Arresto

Modica, investe due persone e fugge, acciuffato dopo due mesi

auto-controlli
2 nov 2016 - 10:23

MODICA - Coinvolto in un incidente stradale con due feriti, a settembre, se l’era data a gambe levate, facendo perdere le proprie tracce.

A distanza di quasi due mesi le indagini della polizia locale di Modica hanno consentito di risalire all’investitore che ora dovrà rispondere del suo comportamento. Si tratta di un tunisino cinquantenne, M.S., residente a Vittoria. L’incidente si era verificato in Contrada Beneventano, sull’ex Statale 115.

Il tamponamento era avvenuto tra una Fiat Punto, guidata dal pozzallese M.S., 51 anni, e un’Opel Astra. Entrambi i veicoli viaggiavano in direzione Pozzallo-Modica.

All’inizio sembrava andare tutto bene; infatti, dopo lo scontro i due avevano accostato ed erano scesi discutendo delle responsabilità, valutando, contemporaneamente, se fosse necessario chiedere l’intervento della polizia locale.

Ad un certo punto, il conducente del secondo veicolo, con la scusa di prendere i documenti, è salito a bordo del veicolo e ha messo in moto per fuggire.
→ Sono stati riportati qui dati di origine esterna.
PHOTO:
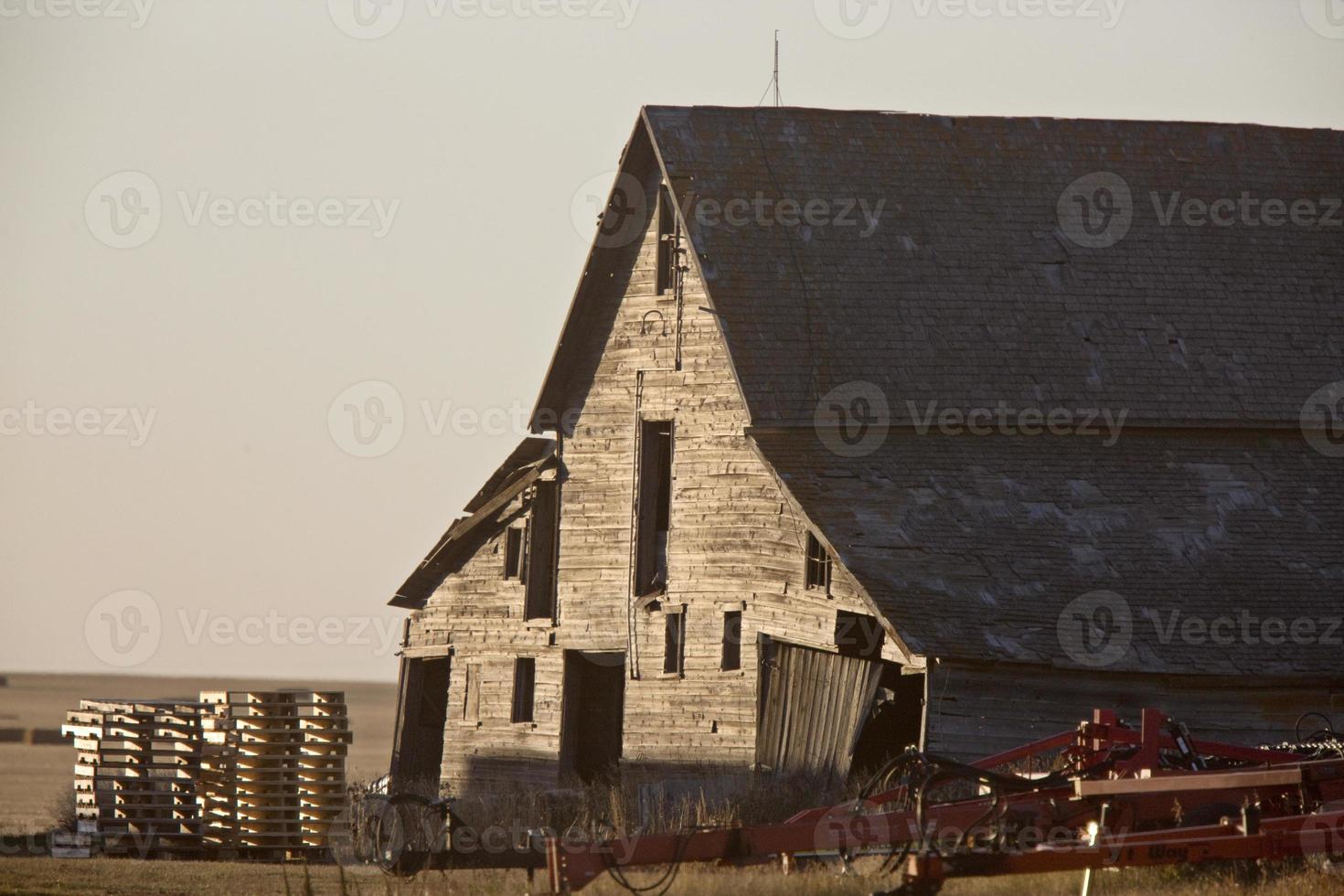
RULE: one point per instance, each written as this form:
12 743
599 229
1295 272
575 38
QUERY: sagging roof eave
409 595
549 387
679 208
907 656
554 382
L’altro automobilista coinvolto e la sua passeggera, a quel punto, si sono messi all’inseguimento dell’Opel Astra diretta a Modica, che era visibilmente danneggiata, al punto di riversare liquido sulla carreggiata. Le tracce si sono perse nei pressi della rotatoria con Via Sacro Cuore, al Polo Commerciale. A quel punto i due pozzallesi hanno chiesto l’intervento della polizia locale, mentre, nel frattempo, si sono fatti soccorrere e trasportare al Pronto Soccorso dell’Ospedale Maggiore.

La  prognosi è stata di 15 giorni ciascuno. Sono state immediatamente avviate le indagini per risalire al conducente del veicolo allontanatosi. Le ricerche, attraverso gli elementi raccolti, hanno portato irrimediabilmente a Vittoria. A quel punto è stata chiesta la collaborazione dei colleghi del posto che sono riusciti a rintracciare il “fuggitivo” e a notificargli gli atti di comparizione a Modica entro tre giorni, obbligo che l’uomo ha rispettato con le conseguenze che dovrà assumersi.